How Far can New York Taxi Data take you?
This is a conceptual piece to showcase using Location based Business Intelligence in Tableau. It is a joint project created by DataBlick Labs, which showcases projects created jointly by Allan Walker, Noah Salvaterra and Anya A'Hearn. Data from the New York City Taxi and Limousine Company, is animated in Tableau showing all the taxi's flowing through New York City for part of a day (the "How Far" tab). The concept would be made relevant to a merchant or transaction processor; if the taxi data could be tied to the consumer via a payment, or other loyalty program data capture (the "Where" tab). Current customers could be compared to potential customers to understand if there are differences in demographics and travel patterns. Using "nearest neighbor" analysis one could see all the times a taxi, or consumer passed by or stopped at a specific merchant throughout the course of a day, or given time period (The "What" tab). This information could be used to incentivize purchases at a specific merchant. Finally, the "What's Next" tab shows how this geospatial and consumer information can be interacted with and analyzed further inside of Tableau to gain valuable consumer insights. Please explore the viz below as well as highlights of a few capabilities explored using the NY Taxi data:
- Video version - demo of concept
- Downloadable version, for users to be able to interact with it locally, and see the animation via the standard pages shelf (a subset of the data)

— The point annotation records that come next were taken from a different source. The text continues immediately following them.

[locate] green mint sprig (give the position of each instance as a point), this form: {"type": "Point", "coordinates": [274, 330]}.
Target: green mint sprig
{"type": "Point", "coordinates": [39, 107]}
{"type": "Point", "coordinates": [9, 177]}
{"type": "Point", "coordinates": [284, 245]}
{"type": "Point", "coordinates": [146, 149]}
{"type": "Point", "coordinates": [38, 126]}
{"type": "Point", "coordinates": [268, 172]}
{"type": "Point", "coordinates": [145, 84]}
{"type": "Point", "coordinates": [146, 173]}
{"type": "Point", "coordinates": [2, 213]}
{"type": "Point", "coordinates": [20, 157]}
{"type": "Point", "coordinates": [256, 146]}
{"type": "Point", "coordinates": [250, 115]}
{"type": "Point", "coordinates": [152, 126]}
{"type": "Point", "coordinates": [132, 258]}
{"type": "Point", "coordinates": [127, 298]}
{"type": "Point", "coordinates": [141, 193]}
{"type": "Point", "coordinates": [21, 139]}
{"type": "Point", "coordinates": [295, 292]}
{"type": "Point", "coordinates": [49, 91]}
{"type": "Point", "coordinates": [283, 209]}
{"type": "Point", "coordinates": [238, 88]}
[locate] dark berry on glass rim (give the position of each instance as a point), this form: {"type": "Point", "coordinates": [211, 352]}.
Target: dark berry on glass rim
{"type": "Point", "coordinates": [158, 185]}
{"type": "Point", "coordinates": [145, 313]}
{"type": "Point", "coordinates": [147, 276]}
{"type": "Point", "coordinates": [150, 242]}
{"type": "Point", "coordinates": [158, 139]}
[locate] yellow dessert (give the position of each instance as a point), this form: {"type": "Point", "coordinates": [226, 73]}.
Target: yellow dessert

- Animation of the Taxis pages shelf via the JS API
- Alerting capabilities - i.e. when a certain even occurs, such as Taxi's at Grand Central dips below a certain point, pop up an alert
Video Version:
How Far Tab: Data from the New York City Taxi and Limousine Company, is animated in Tableau showing all the taxi's flowing through New York City for part of a day.
Where Tab: The concept would be made relevant to a Merchant or Transaction processor, if the taxi data could be tied to the consumer via a payment, or other loyalty program data capture. Current customers could be compared to potential customers to understand if there are differences in demographics and travel patterns..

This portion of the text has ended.